Hypothesis Testing via Feedback
  • Models treatment strategies addressing focus on negative self-image.

Outcome of Video Feedback

  • Behavioral Experiment Findings:

    • Participants often find performance less detrimental than anticipated; e.g., Alex identified less blushing than expected.

    • Audience impressions typically varied with behaviors, highlighting perceptions differing from client fears.

Attention Training: Objectives and Execution

  • Aim: Shift focus of attention from self-perception to engagement with others during social interactions.

  • Practice Techniques:

    • Non-social (outside practice) including auditory or olfactory stimuli.

    • Social (in-situ practice) aiming to immerse in conversations and shift attention from self-monitoring to external observation.

Homework for Treatment

  • Implement behavioral experiments targeting core beliefs that drive SAD.
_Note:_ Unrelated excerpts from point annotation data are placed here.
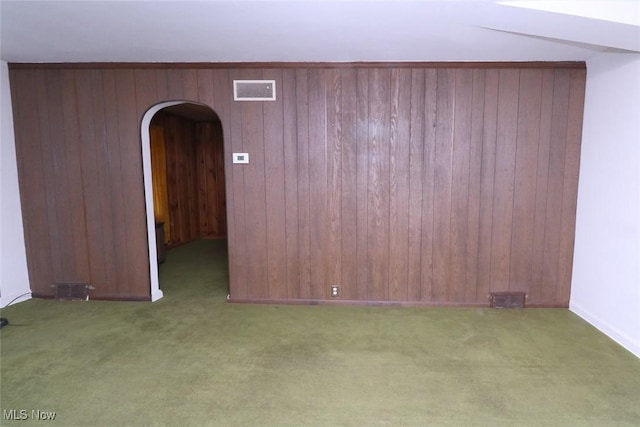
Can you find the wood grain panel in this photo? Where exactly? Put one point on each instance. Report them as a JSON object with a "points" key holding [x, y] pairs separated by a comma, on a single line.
{"points": [[253, 140], [32, 177], [427, 228], [527, 139], [487, 178], [400, 103], [558, 135], [506, 134], [91, 181], [570, 185], [475, 185], [460, 176], [304, 189], [402, 183], [349, 185], [290, 154], [334, 176], [415, 254], [318, 157], [378, 184], [442, 184], [362, 201]]}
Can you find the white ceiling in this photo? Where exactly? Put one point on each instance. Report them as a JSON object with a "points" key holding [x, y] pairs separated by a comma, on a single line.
{"points": [[315, 31]]}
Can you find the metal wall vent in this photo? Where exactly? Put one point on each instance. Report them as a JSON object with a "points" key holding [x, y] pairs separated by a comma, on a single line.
{"points": [[254, 90]]}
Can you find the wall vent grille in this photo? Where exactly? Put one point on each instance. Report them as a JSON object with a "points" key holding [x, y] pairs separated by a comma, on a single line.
{"points": [[254, 90]]}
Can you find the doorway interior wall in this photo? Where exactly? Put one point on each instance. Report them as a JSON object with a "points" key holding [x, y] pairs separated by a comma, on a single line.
{"points": [[194, 168]]}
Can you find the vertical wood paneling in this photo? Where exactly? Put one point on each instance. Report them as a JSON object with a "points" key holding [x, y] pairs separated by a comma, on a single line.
{"points": [[105, 224], [237, 212], [132, 188], [475, 185], [318, 182], [378, 184], [91, 184], [427, 227], [349, 185], [460, 176], [415, 255], [304, 196], [275, 189], [506, 134], [334, 176], [362, 126], [253, 139], [290, 160], [487, 183], [554, 187], [443, 158], [570, 185], [542, 181], [399, 183], [425, 185], [32, 177], [528, 136]]}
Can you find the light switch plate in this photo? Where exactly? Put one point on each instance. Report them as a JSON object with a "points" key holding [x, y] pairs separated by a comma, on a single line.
{"points": [[241, 158]]}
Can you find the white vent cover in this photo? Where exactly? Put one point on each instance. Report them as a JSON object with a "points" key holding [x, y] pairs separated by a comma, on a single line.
{"points": [[254, 90]]}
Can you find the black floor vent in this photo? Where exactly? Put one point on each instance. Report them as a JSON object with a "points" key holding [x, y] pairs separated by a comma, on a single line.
{"points": [[72, 291], [507, 299]]}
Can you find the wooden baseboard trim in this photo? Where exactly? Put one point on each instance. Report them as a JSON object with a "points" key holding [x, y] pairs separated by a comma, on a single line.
{"points": [[97, 298], [283, 301], [338, 302]]}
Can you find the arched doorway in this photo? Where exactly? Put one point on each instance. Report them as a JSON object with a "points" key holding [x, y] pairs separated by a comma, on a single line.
{"points": [[190, 196]]}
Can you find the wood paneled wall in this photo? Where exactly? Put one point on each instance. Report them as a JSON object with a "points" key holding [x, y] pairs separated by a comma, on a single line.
{"points": [[403, 184]]}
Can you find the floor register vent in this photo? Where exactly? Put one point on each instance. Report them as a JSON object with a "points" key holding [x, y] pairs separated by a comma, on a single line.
{"points": [[507, 299], [72, 291], [254, 90]]}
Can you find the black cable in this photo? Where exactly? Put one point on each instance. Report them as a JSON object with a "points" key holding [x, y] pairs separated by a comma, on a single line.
{"points": [[3, 320]]}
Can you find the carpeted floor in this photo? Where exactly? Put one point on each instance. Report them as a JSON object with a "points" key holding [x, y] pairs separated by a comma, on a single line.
{"points": [[191, 359]]}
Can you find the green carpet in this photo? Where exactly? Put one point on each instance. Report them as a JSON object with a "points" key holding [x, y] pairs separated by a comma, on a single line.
{"points": [[191, 359]]}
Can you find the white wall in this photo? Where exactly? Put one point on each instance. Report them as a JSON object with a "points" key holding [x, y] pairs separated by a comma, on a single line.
{"points": [[14, 279], [605, 287]]}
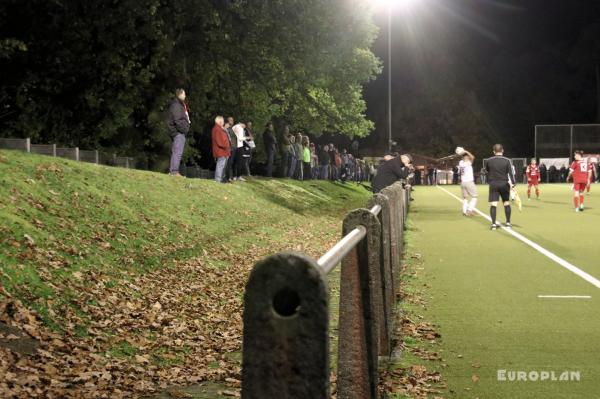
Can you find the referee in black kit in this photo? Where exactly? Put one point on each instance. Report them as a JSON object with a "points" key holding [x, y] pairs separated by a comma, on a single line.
{"points": [[501, 177]]}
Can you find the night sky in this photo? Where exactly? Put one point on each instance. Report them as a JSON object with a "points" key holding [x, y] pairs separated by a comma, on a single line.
{"points": [[514, 63]]}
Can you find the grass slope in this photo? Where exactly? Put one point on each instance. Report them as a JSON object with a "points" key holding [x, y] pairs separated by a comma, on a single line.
{"points": [[482, 289], [127, 268]]}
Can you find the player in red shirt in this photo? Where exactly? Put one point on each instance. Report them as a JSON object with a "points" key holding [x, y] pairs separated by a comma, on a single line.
{"points": [[592, 178], [581, 171], [533, 179]]}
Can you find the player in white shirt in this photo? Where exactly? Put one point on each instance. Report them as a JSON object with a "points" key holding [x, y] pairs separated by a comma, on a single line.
{"points": [[467, 183]]}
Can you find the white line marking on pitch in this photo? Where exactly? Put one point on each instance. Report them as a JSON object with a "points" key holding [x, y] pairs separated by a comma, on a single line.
{"points": [[587, 277]]}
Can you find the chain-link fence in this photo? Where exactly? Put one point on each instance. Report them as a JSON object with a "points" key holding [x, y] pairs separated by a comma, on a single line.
{"points": [[559, 141]]}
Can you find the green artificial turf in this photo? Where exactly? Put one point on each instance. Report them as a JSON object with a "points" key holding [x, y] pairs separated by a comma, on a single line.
{"points": [[482, 289]]}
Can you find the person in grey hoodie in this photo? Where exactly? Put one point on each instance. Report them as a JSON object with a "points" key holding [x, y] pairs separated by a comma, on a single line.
{"points": [[179, 126]]}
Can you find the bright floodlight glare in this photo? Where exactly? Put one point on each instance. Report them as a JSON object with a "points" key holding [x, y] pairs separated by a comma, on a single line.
{"points": [[402, 5]]}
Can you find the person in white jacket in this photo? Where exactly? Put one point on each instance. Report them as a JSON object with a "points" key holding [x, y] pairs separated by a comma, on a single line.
{"points": [[238, 129]]}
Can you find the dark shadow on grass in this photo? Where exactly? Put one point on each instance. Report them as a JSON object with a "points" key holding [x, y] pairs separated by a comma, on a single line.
{"points": [[301, 206]]}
  • Example Experiment Record Sheet Components:

    • Target cognition and predictions.

    • Outcomes and lessons learned.

    • Rating beliefs and potential modifications.

    • Real-life testing engagement, dropping safety behaviors, and actual experience outcomes.

Evaluation of Treatment Efficacy

  • Study with 60 patients diagnosed with SAD assigned to:

    1. Cognitive therapy (CT)

    2. Fluoxetine plus self-exposure (FLU + SE)

    3. Placebo plus self-exposure (PLA + SE)

  • Findings:

    • CT demonstrated superiority in reducing social phobia compared to both FLU + SE and PLA + SE during mid-treatment and was found superior at a 12-month follow-up.

    • Minimal differences on general mood measures across treatments.